During the hearing, staff of the Commission asked if any consideration was given to not rezoning the lot for commercial purposes because the existing size of the lot was far below the commercial lot size requirements under the bylaw. It is the Commission's view that if the entire block containing the subject lot was rezoned commercial, the subject lot would be included in the rezoning. Consequently, the size of the lot has little to do with whether or not the lot should be rezoned from residential to commercial. In the opinion of the Commission the matter of lot size will become relevant when an application for a building permit, in this case a permit for a parking lot, is considered by Council.

IV. CONCLUSION

A reality in urban development is that commercial areas do grow and often at the cost of residential neighbourhoods. The question which often confronts planners and municipal officials is when should commercial expansion be permitted to encroach residential areas. In this case, Council has made a conscious decision after considering public input that the appropriate time is now—a decision although not agreeable to a number of local residents, is clearly a policy decision to be made by the elected officials and should not be interfered with unless the decision violates these well-established principles. In this case, the Commission finds that Council complied with these principles.

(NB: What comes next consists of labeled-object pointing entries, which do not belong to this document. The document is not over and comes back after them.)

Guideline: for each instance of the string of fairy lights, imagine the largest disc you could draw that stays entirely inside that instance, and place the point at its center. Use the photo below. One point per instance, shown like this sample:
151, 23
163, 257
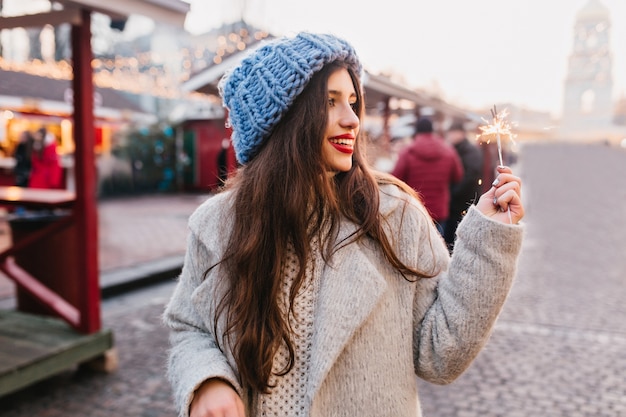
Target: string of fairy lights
146, 72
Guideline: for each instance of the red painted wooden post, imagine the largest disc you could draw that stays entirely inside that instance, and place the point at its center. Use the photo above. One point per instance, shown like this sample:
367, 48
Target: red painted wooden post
85, 210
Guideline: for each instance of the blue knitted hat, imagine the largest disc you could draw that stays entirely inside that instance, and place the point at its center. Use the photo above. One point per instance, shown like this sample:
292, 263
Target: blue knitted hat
261, 89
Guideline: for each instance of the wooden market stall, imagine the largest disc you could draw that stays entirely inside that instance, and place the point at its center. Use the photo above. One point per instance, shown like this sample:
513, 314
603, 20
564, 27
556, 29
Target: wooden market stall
57, 323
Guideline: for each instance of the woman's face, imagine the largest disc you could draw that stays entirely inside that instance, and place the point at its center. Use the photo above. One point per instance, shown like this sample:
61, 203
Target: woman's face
343, 124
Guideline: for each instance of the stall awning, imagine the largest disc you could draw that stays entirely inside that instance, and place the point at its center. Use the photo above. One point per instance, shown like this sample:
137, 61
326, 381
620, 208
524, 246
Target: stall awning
172, 12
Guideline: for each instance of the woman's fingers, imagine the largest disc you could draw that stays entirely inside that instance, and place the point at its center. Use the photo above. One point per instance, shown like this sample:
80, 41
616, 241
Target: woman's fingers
503, 201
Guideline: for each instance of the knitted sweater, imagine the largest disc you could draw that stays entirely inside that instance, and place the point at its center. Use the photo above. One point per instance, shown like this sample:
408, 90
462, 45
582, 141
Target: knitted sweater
373, 330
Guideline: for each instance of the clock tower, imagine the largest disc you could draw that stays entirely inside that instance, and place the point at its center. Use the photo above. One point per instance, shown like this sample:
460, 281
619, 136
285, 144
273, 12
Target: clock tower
588, 87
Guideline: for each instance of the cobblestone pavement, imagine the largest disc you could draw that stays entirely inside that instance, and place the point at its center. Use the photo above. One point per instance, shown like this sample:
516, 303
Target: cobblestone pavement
557, 350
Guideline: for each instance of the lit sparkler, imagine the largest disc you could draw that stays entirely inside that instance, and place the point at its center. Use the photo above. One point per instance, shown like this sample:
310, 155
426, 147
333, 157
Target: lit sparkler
499, 129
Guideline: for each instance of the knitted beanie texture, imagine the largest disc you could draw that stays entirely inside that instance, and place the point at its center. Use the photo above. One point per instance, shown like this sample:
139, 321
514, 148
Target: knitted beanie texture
259, 91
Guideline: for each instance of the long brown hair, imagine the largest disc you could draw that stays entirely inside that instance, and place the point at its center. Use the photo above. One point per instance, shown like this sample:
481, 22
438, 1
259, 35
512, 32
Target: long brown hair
282, 198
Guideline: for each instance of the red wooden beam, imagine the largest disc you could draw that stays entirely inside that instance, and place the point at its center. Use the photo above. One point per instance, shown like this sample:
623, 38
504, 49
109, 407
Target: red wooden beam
85, 209
46, 296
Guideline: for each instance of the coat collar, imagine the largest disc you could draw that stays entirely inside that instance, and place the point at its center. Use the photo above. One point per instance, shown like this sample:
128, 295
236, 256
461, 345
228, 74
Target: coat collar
350, 289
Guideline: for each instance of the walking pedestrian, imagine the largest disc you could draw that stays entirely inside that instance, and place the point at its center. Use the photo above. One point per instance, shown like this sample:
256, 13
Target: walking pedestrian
22, 156
46, 171
464, 193
430, 166
313, 285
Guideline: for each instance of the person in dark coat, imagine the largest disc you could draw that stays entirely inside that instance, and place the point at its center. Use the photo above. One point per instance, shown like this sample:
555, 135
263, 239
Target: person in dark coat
465, 192
429, 165
22, 157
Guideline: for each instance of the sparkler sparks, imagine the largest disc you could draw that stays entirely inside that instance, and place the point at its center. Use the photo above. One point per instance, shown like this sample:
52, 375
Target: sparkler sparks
499, 129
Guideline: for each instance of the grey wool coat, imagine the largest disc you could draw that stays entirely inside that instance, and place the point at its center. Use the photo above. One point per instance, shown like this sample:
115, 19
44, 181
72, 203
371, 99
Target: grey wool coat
374, 331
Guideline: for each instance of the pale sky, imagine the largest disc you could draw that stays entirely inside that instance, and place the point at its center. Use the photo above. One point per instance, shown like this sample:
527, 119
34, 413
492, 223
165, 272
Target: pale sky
475, 52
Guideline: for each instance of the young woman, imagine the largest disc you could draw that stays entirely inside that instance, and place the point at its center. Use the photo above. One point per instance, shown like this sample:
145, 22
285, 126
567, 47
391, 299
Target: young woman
312, 285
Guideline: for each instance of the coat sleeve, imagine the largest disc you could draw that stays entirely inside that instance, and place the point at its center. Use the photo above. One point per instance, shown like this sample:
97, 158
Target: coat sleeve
455, 312
194, 355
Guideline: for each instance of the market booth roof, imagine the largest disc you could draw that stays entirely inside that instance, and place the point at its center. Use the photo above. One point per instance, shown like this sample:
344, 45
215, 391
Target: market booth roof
172, 12
74, 293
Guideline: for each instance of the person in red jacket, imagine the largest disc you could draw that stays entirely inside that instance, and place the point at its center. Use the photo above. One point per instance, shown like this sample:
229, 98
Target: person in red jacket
430, 166
46, 170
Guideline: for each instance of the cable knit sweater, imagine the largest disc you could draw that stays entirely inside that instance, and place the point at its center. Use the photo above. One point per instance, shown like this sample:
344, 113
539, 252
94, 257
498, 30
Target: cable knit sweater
372, 330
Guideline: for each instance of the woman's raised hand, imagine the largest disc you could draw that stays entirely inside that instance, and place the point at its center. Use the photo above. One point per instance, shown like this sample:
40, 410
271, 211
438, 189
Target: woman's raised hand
503, 201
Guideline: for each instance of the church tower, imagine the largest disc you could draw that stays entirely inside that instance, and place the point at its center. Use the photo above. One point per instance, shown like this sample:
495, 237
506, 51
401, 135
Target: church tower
589, 84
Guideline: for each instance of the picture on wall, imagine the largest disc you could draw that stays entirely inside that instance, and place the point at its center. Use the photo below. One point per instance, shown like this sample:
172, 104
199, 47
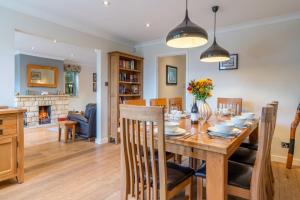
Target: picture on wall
230, 64
36, 75
171, 75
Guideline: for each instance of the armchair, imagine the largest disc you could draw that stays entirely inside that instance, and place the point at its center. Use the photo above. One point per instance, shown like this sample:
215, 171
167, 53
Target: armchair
86, 123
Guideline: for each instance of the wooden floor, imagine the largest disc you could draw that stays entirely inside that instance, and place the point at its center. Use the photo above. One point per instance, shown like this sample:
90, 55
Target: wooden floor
84, 170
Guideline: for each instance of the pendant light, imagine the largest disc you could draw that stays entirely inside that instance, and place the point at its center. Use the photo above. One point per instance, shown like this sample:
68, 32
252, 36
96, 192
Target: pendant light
187, 34
215, 53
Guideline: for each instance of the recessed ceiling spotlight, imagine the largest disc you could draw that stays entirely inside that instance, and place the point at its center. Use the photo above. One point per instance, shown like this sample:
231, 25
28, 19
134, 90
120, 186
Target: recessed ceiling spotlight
106, 3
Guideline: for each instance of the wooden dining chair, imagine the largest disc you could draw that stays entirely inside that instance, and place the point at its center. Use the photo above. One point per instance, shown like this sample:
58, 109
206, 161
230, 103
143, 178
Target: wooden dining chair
176, 103
233, 103
293, 129
159, 102
136, 102
144, 176
245, 181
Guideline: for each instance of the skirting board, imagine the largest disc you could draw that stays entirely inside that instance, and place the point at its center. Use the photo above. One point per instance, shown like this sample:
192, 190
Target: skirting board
101, 140
282, 159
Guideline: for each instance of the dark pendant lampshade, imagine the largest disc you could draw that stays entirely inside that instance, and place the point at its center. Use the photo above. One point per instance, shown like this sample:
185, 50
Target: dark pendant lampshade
187, 34
215, 53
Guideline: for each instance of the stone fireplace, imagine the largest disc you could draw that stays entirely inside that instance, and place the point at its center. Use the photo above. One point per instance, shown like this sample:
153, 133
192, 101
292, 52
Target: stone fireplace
43, 109
44, 115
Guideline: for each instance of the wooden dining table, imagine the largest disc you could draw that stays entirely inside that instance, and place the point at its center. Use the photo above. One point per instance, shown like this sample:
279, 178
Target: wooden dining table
215, 151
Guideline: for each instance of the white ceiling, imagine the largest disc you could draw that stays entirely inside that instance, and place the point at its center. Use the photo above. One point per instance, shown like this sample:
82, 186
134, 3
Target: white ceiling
125, 19
43, 47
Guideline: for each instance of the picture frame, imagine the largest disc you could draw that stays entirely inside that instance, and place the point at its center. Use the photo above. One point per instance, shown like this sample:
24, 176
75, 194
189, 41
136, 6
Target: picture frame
231, 64
171, 75
36, 76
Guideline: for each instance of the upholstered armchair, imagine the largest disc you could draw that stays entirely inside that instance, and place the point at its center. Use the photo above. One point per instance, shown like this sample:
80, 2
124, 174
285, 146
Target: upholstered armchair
86, 122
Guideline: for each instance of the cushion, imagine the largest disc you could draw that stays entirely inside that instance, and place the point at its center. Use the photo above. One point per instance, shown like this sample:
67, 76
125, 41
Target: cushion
239, 174
244, 155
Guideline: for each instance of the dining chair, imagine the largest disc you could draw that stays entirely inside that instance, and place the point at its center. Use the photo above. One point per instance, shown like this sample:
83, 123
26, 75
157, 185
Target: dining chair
136, 102
176, 103
293, 129
245, 181
233, 103
142, 130
159, 102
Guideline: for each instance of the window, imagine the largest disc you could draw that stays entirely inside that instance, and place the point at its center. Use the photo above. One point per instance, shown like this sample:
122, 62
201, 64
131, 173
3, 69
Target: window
71, 83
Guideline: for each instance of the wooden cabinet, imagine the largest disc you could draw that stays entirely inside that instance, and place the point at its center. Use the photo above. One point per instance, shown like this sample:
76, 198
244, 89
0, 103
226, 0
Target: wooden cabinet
11, 144
125, 82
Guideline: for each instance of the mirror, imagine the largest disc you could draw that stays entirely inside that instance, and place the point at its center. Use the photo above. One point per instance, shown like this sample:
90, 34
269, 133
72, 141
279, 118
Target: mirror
42, 76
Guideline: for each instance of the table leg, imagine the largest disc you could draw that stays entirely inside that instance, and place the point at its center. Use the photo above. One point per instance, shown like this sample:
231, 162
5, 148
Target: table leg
59, 133
73, 133
253, 137
66, 134
216, 176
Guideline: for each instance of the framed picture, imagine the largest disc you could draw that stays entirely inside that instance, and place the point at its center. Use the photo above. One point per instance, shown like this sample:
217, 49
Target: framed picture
36, 75
230, 64
94, 87
94, 77
171, 75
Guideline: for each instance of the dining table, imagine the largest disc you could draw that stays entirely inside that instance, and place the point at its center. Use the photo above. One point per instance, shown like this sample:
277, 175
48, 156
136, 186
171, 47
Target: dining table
198, 144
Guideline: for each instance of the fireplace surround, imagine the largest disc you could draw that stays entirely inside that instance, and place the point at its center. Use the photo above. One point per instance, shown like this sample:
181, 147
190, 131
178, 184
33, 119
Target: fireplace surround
56, 106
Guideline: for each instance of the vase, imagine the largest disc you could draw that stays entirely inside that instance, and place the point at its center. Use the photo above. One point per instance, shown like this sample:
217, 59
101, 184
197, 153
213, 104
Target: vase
204, 110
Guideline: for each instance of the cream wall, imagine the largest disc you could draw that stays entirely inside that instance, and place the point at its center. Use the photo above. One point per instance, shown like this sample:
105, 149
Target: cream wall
11, 20
168, 91
269, 69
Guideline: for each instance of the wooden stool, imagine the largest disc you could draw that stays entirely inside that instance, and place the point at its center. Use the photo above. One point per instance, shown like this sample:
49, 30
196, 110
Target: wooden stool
67, 125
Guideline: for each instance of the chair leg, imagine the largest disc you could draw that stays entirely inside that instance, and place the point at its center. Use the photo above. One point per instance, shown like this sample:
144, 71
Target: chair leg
199, 188
188, 190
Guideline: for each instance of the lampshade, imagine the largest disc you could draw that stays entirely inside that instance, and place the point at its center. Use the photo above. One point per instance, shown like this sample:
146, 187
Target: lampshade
187, 34
215, 53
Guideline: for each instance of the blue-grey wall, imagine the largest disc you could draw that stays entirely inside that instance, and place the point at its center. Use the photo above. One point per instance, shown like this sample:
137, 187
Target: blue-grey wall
22, 60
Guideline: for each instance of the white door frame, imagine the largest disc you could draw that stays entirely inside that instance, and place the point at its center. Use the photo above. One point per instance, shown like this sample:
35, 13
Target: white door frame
177, 53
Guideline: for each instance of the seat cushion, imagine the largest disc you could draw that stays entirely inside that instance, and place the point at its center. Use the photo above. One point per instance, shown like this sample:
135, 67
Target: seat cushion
250, 145
244, 155
239, 174
177, 174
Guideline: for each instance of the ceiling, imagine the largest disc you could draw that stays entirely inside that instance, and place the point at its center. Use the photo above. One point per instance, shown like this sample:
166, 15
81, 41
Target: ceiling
43, 47
125, 20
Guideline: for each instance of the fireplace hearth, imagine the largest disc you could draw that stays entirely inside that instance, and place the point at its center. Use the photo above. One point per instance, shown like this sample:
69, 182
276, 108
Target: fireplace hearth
44, 115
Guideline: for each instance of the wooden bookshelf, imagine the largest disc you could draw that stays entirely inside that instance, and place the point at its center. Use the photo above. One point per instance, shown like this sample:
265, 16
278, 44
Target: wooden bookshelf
125, 82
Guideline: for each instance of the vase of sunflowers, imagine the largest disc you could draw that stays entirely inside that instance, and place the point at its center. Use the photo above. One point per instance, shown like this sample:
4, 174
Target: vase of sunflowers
201, 90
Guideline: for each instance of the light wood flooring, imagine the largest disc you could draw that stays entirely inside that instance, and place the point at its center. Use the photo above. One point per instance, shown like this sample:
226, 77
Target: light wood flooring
86, 171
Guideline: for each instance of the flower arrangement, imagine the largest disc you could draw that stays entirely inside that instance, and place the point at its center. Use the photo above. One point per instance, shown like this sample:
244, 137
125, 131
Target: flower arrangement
201, 89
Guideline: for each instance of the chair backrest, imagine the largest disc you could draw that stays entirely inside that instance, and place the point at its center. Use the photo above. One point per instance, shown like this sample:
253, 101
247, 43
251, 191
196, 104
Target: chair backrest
175, 102
259, 174
159, 102
138, 151
136, 102
233, 103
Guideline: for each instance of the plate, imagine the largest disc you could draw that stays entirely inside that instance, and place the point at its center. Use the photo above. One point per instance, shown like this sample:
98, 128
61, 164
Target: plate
233, 132
178, 131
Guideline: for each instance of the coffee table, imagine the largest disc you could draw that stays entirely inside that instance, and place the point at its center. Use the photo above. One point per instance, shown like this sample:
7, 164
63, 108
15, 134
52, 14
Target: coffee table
66, 125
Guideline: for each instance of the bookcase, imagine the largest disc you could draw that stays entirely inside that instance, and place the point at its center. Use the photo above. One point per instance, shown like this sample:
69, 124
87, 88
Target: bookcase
125, 82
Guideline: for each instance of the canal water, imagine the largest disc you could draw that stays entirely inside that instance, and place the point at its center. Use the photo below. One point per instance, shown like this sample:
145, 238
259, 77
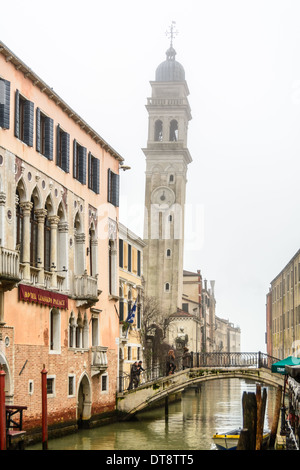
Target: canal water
192, 421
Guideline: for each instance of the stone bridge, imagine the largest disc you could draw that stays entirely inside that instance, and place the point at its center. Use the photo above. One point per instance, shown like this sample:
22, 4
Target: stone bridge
133, 401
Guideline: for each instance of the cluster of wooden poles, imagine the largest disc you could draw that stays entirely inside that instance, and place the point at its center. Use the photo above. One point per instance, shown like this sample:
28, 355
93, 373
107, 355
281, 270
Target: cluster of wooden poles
3, 421
254, 407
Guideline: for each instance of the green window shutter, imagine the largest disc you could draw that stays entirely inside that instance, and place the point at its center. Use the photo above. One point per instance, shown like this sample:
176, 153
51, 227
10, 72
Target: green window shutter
75, 158
58, 156
90, 171
49, 138
17, 114
38, 130
115, 189
66, 152
96, 176
4, 103
82, 164
28, 122
109, 185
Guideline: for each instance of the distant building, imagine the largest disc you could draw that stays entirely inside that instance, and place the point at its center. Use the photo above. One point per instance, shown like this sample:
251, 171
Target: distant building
283, 311
130, 293
59, 198
227, 336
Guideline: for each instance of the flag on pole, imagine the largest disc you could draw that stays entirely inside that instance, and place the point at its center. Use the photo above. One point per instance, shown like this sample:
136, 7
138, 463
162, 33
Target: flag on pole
131, 314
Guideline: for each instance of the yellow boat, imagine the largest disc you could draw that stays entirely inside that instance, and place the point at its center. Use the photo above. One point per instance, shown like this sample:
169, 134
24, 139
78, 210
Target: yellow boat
230, 439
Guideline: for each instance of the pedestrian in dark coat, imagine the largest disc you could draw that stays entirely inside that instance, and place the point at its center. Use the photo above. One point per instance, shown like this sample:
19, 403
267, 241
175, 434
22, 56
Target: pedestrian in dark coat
186, 358
139, 370
133, 375
170, 363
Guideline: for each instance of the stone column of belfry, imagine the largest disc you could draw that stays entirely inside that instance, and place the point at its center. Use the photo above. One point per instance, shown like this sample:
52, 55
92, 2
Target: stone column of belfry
2, 217
167, 159
63, 252
53, 256
26, 208
41, 215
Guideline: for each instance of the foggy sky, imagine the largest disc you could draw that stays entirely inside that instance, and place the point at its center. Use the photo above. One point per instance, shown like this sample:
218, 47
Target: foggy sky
241, 60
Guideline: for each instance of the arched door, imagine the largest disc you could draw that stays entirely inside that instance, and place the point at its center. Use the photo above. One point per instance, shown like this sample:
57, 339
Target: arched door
84, 404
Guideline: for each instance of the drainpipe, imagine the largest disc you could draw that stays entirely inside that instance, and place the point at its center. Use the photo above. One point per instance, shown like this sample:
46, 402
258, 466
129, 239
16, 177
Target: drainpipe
2, 410
44, 410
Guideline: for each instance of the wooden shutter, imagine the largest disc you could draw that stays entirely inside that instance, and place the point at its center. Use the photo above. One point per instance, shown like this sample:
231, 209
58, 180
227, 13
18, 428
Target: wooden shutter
115, 189
65, 157
28, 122
109, 185
75, 158
120, 253
58, 155
4, 104
82, 164
90, 171
17, 114
38, 130
95, 174
49, 138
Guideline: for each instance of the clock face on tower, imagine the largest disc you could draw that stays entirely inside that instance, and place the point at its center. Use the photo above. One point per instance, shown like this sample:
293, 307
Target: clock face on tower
163, 196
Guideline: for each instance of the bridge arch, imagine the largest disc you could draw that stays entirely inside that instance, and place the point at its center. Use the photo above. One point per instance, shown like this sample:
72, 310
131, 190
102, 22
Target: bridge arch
137, 400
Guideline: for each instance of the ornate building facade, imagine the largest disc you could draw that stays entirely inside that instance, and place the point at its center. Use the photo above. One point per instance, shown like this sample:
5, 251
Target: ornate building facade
130, 299
59, 190
167, 159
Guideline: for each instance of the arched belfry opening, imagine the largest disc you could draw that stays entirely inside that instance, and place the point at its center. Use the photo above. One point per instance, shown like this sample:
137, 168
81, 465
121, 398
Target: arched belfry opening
84, 402
173, 131
158, 131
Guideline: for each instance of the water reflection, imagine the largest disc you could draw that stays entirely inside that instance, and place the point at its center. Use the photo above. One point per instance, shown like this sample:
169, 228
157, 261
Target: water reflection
216, 407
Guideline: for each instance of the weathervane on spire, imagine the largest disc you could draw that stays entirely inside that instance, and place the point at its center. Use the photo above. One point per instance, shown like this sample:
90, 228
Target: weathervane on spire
171, 32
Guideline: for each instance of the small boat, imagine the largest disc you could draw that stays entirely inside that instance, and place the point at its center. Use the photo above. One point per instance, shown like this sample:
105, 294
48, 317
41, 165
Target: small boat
229, 440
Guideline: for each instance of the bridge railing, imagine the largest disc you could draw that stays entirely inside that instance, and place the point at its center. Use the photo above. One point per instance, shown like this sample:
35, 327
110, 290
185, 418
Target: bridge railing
145, 376
201, 359
232, 359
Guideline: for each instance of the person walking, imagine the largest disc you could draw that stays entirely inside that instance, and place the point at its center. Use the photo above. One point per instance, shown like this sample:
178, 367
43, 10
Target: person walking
186, 358
139, 370
170, 363
133, 374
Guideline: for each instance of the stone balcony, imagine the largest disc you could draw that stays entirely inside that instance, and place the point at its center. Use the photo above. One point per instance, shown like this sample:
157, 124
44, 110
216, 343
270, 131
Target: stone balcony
99, 359
86, 289
9, 268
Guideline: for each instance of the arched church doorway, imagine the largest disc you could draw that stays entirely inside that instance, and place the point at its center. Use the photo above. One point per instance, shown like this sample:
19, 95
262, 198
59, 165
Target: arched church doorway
84, 405
7, 386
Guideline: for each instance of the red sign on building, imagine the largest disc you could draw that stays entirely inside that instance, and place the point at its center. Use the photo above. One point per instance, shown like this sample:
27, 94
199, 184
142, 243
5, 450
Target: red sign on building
44, 297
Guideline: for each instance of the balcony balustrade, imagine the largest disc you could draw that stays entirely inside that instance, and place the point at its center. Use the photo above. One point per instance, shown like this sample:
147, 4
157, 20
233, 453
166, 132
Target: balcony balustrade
85, 288
99, 359
9, 268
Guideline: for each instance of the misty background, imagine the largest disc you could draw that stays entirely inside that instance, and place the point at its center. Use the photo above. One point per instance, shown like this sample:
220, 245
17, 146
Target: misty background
242, 66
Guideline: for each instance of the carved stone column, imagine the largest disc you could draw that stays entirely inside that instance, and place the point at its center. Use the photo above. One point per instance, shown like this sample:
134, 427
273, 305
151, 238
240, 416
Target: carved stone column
79, 261
26, 208
41, 215
53, 256
2, 218
63, 251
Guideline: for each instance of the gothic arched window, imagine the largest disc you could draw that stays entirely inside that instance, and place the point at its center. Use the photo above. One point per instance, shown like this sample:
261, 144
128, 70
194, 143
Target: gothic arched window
173, 131
158, 134
33, 236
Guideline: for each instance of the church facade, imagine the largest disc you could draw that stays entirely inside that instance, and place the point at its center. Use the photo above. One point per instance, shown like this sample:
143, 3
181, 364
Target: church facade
167, 160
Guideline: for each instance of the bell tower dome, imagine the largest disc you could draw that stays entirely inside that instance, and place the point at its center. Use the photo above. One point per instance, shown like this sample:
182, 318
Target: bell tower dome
167, 158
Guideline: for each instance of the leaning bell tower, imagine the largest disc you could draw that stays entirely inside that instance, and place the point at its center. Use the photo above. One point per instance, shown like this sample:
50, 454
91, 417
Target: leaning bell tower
167, 159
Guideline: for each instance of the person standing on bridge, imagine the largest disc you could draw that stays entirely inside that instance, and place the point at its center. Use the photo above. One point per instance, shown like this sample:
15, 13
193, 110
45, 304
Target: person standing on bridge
170, 363
138, 373
186, 358
133, 375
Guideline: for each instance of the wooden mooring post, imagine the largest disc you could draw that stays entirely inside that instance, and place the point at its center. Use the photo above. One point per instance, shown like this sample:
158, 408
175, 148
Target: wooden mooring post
276, 417
254, 406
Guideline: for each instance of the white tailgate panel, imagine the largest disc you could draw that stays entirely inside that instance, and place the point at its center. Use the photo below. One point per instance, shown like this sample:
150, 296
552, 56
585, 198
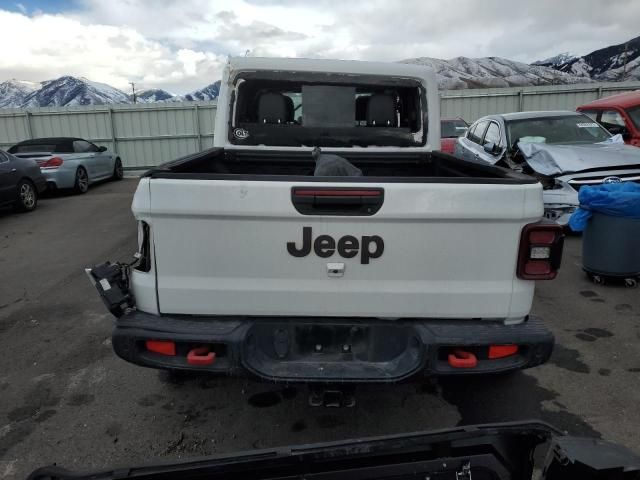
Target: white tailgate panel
449, 251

The Commission heard evidence by Kerr Scott and Mayor Richard Collins that the Town has recently initiated a process to develop an official plan for the Town. As the plan develops, the Commission anticipates that Council will address the future of Kennedy Street and its role as a residential or commercial area. Area residents must be aware of the changing role of the lots fronting on Kennedy Street and that pressures associated with commercial development will continue. The reality is that with the increased development of commercial land, residents will continue to find their residential neighbourhood unstable until a comprehensive land use policy is adopted by the Town.

In the result, the Commission disallows the appeal.


IN THE MATTER of the Planning Act, R.S.P.E.I. 1988 Cap. P-8;

and

IN THE MATTER of an appeal to The Island Regulatory and Appeals Commission (the Commission), under Section 28 of the Planning Act, by David S. Peardon on behalf of certain residents and landowners (the Appellants) of Montague, against a decision of the Montague Town Council to rezone from Residential (R1) to Commercial (C1), 212 Kennedy Street (Provincial Property Number 197954) located in Montague, P.E.I. 

Order

WHEREAS David S. Peardon on behalf of certain residents and landowners (the Appellants) appealed to The Island Regulatory and Appeals Commission (the Commission), in written notice dated March 9, 1994, against a decision of the Montague Town Council;

AND WHEREAS the Commission heard the appeal at a public hearing conducted in Montague, P.E.I., on Wednesday, April 20, 1994, after due public notice;

AND WHEREAS the Commission has made a decision in accordance with the stated reasons;

NOW THEREFORE, pursuant to the Planning Act;

IT IS ORDERED THAT the appeal is hereby denied.

DATED at Charlottetown, Prince Edward Island this 13th day of June, 1994.

BY THE COMMISSION:

John L. Blakney, Vice-Chair

Myrtle Jenkins-Smith, Commissioner

James Nicholson, Commissioner


1    Island Regulatory and Appeals Commission Order LA93-10, September 15, 1993.

2    Rogers, Canadian Law of Planning and Zoning, 1993, p.210.3. 3    Ibid., p.210.4.